TB cases between 1985 and 1992 were recorded to have increased by an alarming rate of 20%. While much effort has since then been placed in controlling the prevalence and spread of the disease, there is still a gap that needs to be filled. This involves ensuring the full utilization of available health resources to bring the cases to an absolute minimum (Aguirre, K. M). The resurgence in TB could have been attributed to a lack of systematic management of TB cases and lack of proper structures aimed at promoting wellness and health education in the society. It is clear that the low-income class was the highly affected group during this resurgence. This then could imply that disparity in economic status and the related social influences such as poor housing, poor health and inaccessibility to health care were the major issues that led to this resurgence. Systematic measures such as health promotion and awareness campaigns on the disease were also not well funded and this gap in knowledge between key community stakeholders could have helped escalate the cases of TB
While there has been a significant reduction in TB cases in the community, prisoners as a special community have been experiencing an increased rate of infection. This is in regard to prison always recording a higher prevalence rates than those in the normal community settings. This is substantially down to a number of issues. On one hand, most prisons are overcrowded, understaffed in terms of health personnel, inadequate treatment and late detection of TB cases among prisoners and poor implementation of measures to control prevalence (Reyes, 2007). The lack of special consideration for prison as high-risk areas that could be well acting as breeding grounds for TB has also played a factor in causing this increase. It is well in order to place measures to ensure that both the prisoners and the staff are well protected from infections considering the interactions between prisoners and staff in these areas. Risks of increasing rates in prisons will ultimately be felt within the community especially due to the failure to follow up those who have been released for continued medication.
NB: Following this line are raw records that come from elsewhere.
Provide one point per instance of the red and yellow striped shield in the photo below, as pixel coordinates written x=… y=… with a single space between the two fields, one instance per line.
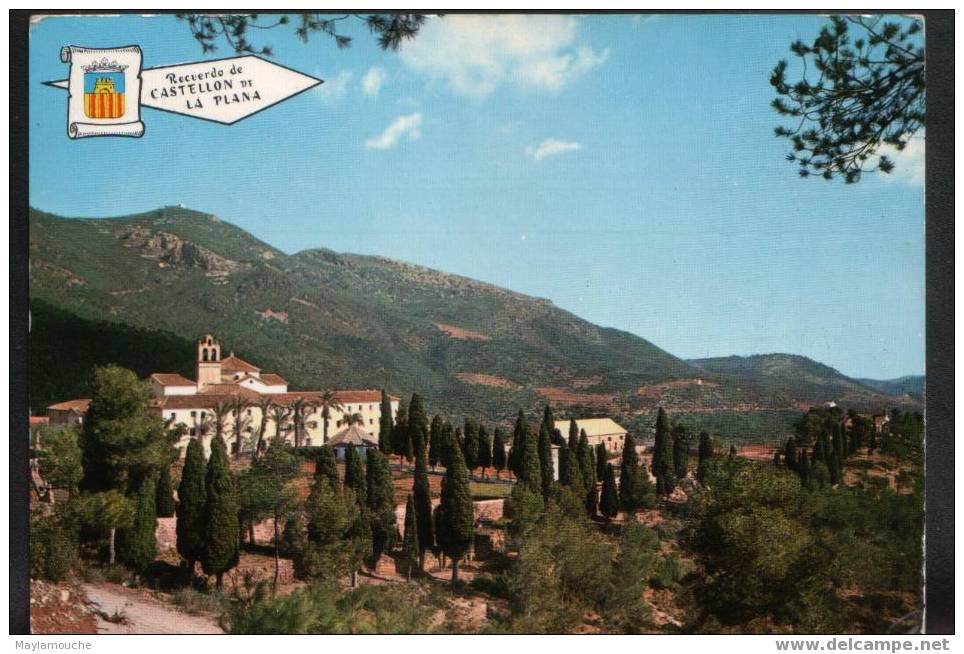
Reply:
x=104 y=105
x=102 y=98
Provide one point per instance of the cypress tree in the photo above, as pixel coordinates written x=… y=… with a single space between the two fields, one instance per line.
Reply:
x=565 y=470
x=165 y=495
x=417 y=425
x=456 y=519
x=663 y=456
x=326 y=465
x=573 y=441
x=422 y=503
x=355 y=476
x=385 y=424
x=435 y=442
x=470 y=445
x=548 y=420
x=530 y=466
x=381 y=503
x=498 y=451
x=602 y=458
x=546 y=471
x=790 y=454
x=609 y=498
x=137 y=546
x=823 y=449
x=192 y=497
x=836 y=470
x=447 y=441
x=839 y=445
x=222 y=534
x=410 y=544
x=400 y=432
x=705 y=453
x=803 y=467
x=630 y=477
x=519 y=433
x=485 y=450
x=587 y=468
x=681 y=450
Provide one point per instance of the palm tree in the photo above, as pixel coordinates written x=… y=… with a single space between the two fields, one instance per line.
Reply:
x=240 y=421
x=265 y=404
x=300 y=410
x=329 y=402
x=279 y=414
x=219 y=415
x=353 y=419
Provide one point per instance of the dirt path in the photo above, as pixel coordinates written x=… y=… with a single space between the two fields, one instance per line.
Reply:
x=142 y=614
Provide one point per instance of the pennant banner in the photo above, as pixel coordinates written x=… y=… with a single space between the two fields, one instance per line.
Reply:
x=107 y=88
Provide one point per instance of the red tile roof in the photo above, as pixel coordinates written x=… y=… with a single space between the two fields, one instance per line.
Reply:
x=171 y=379
x=215 y=393
x=234 y=364
x=360 y=396
x=80 y=405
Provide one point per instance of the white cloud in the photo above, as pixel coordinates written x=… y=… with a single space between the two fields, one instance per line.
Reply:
x=551 y=147
x=400 y=127
x=372 y=81
x=908 y=163
x=335 y=88
x=477 y=54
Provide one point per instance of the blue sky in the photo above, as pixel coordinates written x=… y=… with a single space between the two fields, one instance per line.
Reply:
x=623 y=167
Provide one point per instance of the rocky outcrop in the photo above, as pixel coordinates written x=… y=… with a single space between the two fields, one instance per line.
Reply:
x=171 y=250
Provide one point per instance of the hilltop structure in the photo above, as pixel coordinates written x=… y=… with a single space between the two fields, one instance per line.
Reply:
x=598 y=430
x=224 y=381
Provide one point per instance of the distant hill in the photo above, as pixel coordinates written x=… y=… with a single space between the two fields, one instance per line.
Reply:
x=324 y=320
x=788 y=374
x=912 y=385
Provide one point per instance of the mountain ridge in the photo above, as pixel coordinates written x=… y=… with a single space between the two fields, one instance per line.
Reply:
x=324 y=319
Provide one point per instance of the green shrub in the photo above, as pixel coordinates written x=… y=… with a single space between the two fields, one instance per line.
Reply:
x=324 y=609
x=667 y=572
x=494 y=585
x=53 y=546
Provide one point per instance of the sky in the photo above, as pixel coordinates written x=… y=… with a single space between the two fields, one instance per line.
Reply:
x=623 y=167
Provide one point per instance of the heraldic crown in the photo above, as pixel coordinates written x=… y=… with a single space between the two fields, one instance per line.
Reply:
x=105 y=66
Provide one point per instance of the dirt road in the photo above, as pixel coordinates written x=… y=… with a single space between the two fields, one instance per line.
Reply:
x=142 y=614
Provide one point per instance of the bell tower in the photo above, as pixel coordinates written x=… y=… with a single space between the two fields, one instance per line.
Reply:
x=208 y=361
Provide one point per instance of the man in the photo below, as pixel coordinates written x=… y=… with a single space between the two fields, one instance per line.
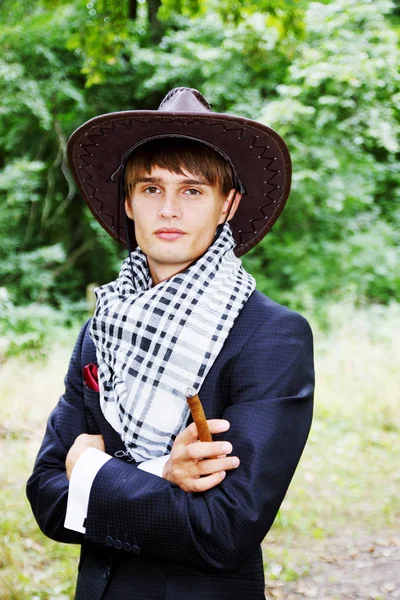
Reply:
x=158 y=513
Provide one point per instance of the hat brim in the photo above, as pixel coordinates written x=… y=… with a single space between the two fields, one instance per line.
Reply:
x=259 y=155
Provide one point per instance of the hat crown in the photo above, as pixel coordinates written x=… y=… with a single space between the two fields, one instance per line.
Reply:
x=185 y=100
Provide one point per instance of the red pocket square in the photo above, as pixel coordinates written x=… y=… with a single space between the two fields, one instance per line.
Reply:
x=90 y=377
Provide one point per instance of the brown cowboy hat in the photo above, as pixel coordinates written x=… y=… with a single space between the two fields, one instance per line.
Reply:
x=258 y=156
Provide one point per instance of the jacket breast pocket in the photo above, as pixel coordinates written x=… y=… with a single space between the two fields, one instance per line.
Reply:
x=91 y=405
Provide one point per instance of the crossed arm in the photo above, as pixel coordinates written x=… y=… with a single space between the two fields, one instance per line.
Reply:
x=269 y=414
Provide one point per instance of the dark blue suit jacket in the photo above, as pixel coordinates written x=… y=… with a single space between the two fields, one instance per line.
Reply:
x=146 y=538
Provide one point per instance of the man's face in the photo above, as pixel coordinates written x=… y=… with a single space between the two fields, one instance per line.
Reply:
x=175 y=217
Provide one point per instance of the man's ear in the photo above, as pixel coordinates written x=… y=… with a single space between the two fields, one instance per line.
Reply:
x=229 y=206
x=128 y=208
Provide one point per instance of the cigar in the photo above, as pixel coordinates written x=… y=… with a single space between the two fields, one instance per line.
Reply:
x=199 y=418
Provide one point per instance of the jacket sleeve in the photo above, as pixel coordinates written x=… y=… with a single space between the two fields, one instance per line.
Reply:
x=47 y=488
x=271 y=389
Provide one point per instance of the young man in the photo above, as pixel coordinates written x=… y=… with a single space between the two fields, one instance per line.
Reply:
x=158 y=513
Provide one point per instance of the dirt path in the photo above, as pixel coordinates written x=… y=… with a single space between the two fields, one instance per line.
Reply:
x=347 y=568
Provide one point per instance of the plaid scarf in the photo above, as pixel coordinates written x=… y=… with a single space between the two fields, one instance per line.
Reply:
x=155 y=345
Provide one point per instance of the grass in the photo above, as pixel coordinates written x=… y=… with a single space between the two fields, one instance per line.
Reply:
x=347 y=480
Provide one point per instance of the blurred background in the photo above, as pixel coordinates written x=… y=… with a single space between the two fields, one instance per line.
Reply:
x=325 y=75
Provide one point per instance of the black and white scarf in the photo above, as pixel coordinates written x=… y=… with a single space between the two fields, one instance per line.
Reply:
x=155 y=345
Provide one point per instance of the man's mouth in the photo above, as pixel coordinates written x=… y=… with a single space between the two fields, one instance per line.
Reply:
x=169 y=233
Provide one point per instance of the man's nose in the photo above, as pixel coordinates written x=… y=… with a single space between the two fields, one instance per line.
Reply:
x=170 y=205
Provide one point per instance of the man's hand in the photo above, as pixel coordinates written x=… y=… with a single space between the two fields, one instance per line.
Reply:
x=186 y=466
x=81 y=444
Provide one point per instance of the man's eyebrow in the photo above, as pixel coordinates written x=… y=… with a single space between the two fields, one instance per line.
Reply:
x=161 y=180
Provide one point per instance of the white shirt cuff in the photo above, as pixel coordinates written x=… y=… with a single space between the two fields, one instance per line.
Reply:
x=155 y=465
x=85 y=470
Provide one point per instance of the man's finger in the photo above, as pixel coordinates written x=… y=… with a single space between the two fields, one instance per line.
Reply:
x=202 y=484
x=190 y=434
x=207 y=450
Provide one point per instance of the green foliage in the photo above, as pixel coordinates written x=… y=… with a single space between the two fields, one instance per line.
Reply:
x=338 y=110
x=324 y=74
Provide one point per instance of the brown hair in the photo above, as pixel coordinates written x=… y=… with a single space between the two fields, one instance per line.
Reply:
x=179 y=155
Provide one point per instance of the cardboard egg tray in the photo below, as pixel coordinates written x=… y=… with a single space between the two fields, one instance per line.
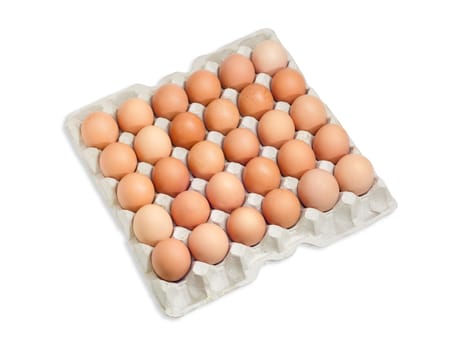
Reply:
x=206 y=282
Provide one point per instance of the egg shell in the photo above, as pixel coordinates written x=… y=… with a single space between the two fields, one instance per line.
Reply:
x=225 y=192
x=208 y=243
x=151 y=144
x=269 y=56
x=308 y=113
x=170 y=176
x=134 y=114
x=275 y=128
x=240 y=145
x=186 y=129
x=134 y=191
x=318 y=189
x=281 y=207
x=203 y=87
x=255 y=100
x=205 y=159
x=331 y=143
x=189 y=209
x=99 y=129
x=117 y=160
x=288 y=84
x=261 y=175
x=354 y=173
x=295 y=157
x=246 y=225
x=171 y=260
x=221 y=115
x=236 y=72
x=152 y=224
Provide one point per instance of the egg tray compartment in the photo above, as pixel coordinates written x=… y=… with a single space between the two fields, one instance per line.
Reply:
x=206 y=282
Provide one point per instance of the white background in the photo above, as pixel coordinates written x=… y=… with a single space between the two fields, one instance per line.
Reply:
x=388 y=70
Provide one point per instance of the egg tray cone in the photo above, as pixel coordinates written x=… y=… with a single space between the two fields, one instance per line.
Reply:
x=206 y=282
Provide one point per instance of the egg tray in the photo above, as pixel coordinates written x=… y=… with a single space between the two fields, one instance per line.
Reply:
x=206 y=282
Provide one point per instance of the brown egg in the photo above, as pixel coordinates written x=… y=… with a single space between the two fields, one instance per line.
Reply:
x=275 y=128
x=246 y=225
x=318 y=189
x=190 y=209
x=205 y=159
x=186 y=129
x=255 y=100
x=221 y=115
x=171 y=259
x=281 y=207
x=208 y=243
x=240 y=145
x=236 y=72
x=134 y=114
x=287 y=84
x=151 y=144
x=225 y=192
x=117 y=160
x=331 y=143
x=152 y=224
x=295 y=158
x=169 y=100
x=354 y=173
x=203 y=87
x=308 y=113
x=261 y=175
x=170 y=176
x=99 y=129
x=269 y=56
x=134 y=191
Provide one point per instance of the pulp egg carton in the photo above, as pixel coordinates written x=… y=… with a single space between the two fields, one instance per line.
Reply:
x=206 y=282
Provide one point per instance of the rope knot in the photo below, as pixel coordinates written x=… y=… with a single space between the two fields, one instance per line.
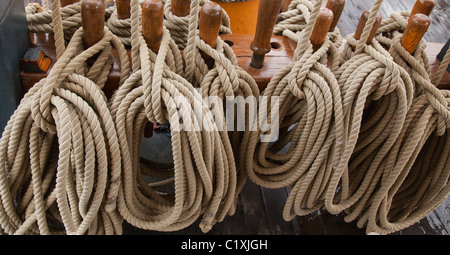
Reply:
x=72 y=61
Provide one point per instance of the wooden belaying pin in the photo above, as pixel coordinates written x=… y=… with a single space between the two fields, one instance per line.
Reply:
x=285 y=5
x=93 y=21
x=67 y=2
x=152 y=29
x=414 y=31
x=362 y=24
x=336 y=6
x=152 y=23
x=423 y=6
x=267 y=15
x=320 y=30
x=181 y=8
x=123 y=9
x=209 y=26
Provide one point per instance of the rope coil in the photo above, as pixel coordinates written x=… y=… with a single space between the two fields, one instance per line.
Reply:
x=309 y=98
x=203 y=181
x=416 y=173
x=68 y=131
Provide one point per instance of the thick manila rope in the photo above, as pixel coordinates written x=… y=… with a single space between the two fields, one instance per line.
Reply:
x=310 y=103
x=40 y=20
x=295 y=20
x=416 y=172
x=179 y=26
x=221 y=85
x=202 y=183
x=377 y=94
x=59 y=157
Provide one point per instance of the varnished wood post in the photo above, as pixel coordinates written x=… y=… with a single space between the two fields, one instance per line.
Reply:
x=123 y=9
x=320 y=30
x=93 y=21
x=267 y=14
x=423 y=6
x=362 y=24
x=181 y=8
x=67 y=2
x=209 y=26
x=336 y=6
x=285 y=5
x=152 y=28
x=414 y=31
x=152 y=23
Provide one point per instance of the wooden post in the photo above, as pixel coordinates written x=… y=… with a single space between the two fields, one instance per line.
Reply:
x=93 y=21
x=152 y=28
x=152 y=23
x=181 y=8
x=423 y=6
x=123 y=9
x=414 y=31
x=362 y=23
x=267 y=14
x=285 y=5
x=320 y=30
x=336 y=6
x=67 y=2
x=209 y=26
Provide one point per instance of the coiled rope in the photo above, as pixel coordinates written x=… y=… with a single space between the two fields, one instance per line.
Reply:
x=377 y=94
x=202 y=181
x=310 y=102
x=225 y=81
x=416 y=173
x=59 y=156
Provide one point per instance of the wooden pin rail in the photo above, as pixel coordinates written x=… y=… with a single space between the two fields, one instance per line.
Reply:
x=279 y=51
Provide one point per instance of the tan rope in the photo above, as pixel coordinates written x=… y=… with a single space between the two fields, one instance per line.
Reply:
x=225 y=81
x=202 y=182
x=416 y=172
x=59 y=156
x=377 y=94
x=310 y=103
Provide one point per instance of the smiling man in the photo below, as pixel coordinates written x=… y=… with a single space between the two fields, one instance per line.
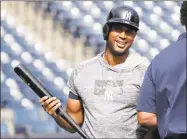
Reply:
x=104 y=90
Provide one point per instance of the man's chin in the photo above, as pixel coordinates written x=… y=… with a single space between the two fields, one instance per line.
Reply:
x=118 y=53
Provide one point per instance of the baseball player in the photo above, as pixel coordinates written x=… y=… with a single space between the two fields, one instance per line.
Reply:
x=162 y=100
x=104 y=89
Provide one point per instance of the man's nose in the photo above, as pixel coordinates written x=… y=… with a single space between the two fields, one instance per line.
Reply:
x=123 y=35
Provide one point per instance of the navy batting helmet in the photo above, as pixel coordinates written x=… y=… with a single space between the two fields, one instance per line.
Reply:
x=123 y=15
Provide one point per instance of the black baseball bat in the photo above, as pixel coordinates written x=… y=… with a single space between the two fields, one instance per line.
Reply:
x=41 y=91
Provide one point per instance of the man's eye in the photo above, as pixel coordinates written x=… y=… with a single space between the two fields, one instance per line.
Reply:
x=117 y=28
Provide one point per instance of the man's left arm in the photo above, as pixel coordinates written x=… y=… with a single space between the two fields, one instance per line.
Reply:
x=147 y=101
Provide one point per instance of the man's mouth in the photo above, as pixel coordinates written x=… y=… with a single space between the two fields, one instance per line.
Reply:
x=121 y=44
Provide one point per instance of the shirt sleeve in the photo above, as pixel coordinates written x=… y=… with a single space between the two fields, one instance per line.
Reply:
x=147 y=96
x=73 y=94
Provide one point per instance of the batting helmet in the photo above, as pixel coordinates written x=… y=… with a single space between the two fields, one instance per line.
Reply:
x=121 y=14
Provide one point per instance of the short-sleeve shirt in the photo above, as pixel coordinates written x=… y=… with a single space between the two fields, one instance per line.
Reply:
x=164 y=89
x=109 y=96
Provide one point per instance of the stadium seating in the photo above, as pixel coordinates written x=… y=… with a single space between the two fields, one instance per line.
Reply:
x=18 y=96
x=159 y=27
x=157 y=21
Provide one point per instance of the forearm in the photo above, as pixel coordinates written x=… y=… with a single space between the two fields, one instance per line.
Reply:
x=149 y=122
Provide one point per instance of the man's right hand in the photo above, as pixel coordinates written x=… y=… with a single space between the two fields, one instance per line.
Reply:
x=50 y=105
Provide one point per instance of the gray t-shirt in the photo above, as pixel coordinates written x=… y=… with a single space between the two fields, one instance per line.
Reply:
x=109 y=96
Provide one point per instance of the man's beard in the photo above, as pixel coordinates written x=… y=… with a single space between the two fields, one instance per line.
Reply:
x=116 y=53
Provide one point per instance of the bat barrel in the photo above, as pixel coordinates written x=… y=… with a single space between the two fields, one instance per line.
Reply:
x=41 y=91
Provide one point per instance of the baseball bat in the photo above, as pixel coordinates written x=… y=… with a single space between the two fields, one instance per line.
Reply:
x=41 y=91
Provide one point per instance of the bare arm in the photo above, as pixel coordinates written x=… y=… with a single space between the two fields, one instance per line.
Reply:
x=73 y=108
x=147 y=119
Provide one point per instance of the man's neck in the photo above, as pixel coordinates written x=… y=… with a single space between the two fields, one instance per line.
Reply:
x=114 y=60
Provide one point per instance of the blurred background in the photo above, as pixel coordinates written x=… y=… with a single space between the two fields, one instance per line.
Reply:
x=51 y=38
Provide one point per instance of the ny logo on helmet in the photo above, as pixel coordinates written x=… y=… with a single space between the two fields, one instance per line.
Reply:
x=127 y=15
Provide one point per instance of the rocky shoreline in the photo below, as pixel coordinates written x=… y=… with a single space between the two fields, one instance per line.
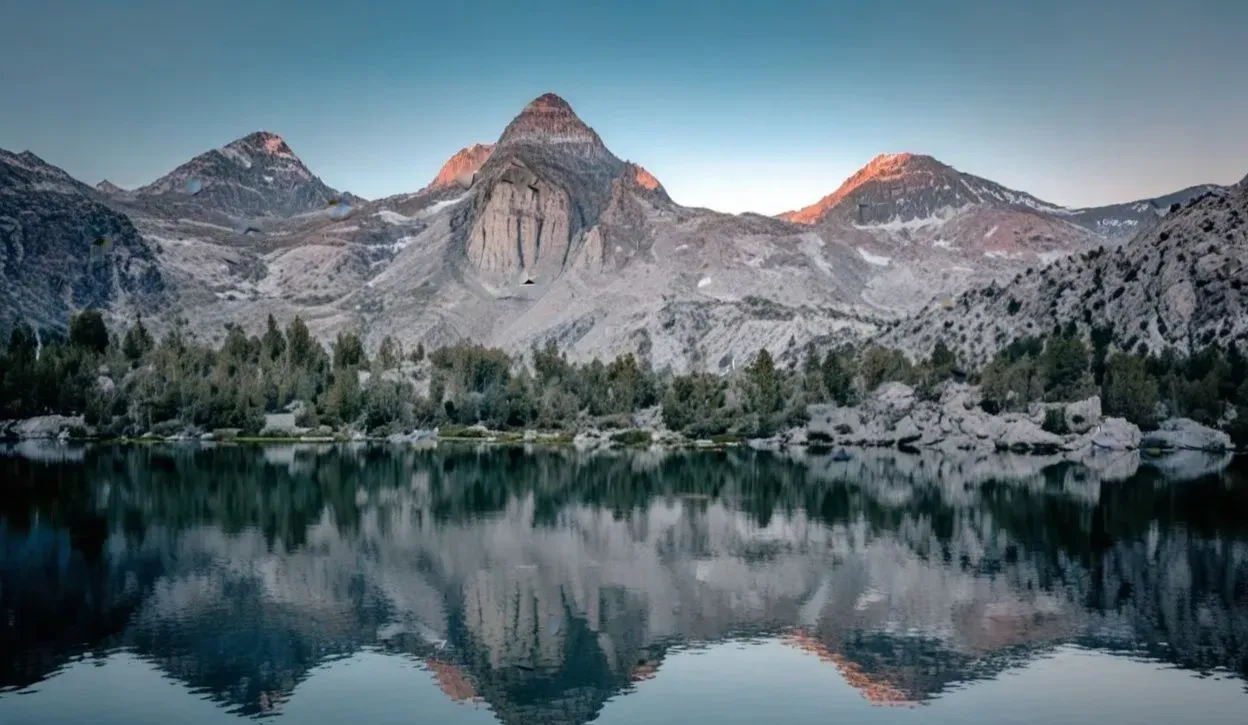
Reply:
x=892 y=417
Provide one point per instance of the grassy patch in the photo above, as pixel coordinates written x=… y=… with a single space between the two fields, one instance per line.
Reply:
x=462 y=432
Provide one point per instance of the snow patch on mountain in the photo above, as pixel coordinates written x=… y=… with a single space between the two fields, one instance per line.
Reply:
x=877 y=260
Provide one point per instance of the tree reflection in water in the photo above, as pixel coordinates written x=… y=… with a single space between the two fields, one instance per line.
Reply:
x=546 y=582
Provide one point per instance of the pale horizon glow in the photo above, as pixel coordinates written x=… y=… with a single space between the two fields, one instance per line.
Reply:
x=731 y=105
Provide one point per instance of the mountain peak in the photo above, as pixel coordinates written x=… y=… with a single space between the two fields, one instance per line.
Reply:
x=459 y=169
x=902 y=187
x=882 y=167
x=549 y=120
x=549 y=101
x=262 y=142
x=255 y=176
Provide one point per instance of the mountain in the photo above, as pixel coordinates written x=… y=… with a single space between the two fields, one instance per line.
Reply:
x=1121 y=221
x=546 y=235
x=459 y=170
x=109 y=189
x=558 y=238
x=64 y=250
x=255 y=176
x=1177 y=285
x=935 y=231
x=902 y=187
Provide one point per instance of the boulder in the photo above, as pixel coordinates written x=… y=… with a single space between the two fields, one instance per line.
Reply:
x=906 y=431
x=48 y=427
x=1186 y=434
x=1025 y=436
x=1116 y=434
x=1083 y=416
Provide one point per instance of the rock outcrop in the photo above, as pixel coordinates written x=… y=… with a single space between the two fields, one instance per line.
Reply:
x=253 y=177
x=892 y=416
x=461 y=169
x=1186 y=434
x=1182 y=285
x=63 y=250
x=44 y=428
x=523 y=233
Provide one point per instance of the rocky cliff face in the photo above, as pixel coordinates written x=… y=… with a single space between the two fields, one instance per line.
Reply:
x=547 y=235
x=459 y=170
x=541 y=191
x=1178 y=285
x=64 y=250
x=523 y=232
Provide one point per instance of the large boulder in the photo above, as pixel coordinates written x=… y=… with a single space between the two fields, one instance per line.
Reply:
x=1116 y=434
x=1186 y=434
x=890 y=402
x=1083 y=416
x=829 y=422
x=46 y=427
x=1025 y=436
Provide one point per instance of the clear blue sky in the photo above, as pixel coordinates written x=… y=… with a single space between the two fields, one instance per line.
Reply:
x=759 y=106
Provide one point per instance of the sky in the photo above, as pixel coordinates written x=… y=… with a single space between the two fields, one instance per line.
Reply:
x=738 y=106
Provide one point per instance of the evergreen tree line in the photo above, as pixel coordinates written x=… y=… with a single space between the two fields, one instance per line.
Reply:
x=130 y=383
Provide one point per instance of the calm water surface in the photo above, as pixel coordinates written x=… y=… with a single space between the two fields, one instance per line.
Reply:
x=370 y=584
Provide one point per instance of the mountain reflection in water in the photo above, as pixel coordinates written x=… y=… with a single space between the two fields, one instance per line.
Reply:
x=541 y=584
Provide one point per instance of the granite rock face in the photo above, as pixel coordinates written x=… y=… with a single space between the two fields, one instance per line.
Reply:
x=1186 y=434
x=64 y=250
x=1182 y=285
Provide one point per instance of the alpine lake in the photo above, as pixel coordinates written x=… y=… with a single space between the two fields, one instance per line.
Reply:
x=474 y=583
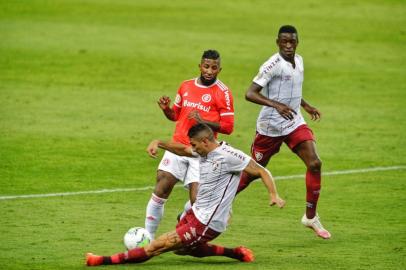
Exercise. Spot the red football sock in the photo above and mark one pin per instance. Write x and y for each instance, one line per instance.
(313, 185)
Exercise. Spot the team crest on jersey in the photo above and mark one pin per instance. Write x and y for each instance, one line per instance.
(215, 165)
(206, 98)
(258, 156)
(165, 162)
(177, 99)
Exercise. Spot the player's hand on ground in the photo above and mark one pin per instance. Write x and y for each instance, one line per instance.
(152, 149)
(195, 115)
(276, 200)
(314, 113)
(164, 102)
(285, 111)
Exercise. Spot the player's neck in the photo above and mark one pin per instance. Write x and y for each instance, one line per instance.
(202, 81)
(289, 59)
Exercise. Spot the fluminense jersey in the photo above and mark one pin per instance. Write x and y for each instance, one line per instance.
(212, 102)
(220, 174)
(283, 83)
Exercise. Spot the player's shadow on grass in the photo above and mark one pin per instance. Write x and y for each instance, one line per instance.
(187, 261)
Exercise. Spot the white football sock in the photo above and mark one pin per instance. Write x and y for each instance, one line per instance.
(155, 211)
(186, 208)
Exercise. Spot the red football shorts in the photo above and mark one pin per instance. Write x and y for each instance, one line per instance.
(193, 232)
(264, 147)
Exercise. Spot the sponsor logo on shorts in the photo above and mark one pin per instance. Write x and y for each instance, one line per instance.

The article “Pitfalls of TB management in prisons, revisited” by Reyes (2007) explores the increasing cases of TB prevalence in prisons worldwide. It also reflects on the major causes of this increase as compared to the TB rates in the corresponding community context. The report gives a substantial background for the necessity of interventions aimed at controlling prevalence of TB in prisons. The report notes that the prison may act the reservoirs and sources of TB to the community owing to interactions between prisoners and the society through the intermediaries such as staff. The report also identifies a wide array of issues that may have caused this increase and subsequently offers recommendations to improving sanitation and healthcare provision in prisons. The source is based on research finds and thus, the arguments and recommendations are authentic. The on-the-ground research at various prisons also provides a further support for its reliability.
Aguirre, K. M. A Simple Plan: EL Trudeau, the Rabbit Island Experiment, and Tuberculosis Treatment.
Reyes, H. (2007). Pitfalls of TB management in prisons, revisited. International Journal of Prisoner Health, 3(1), 43-67.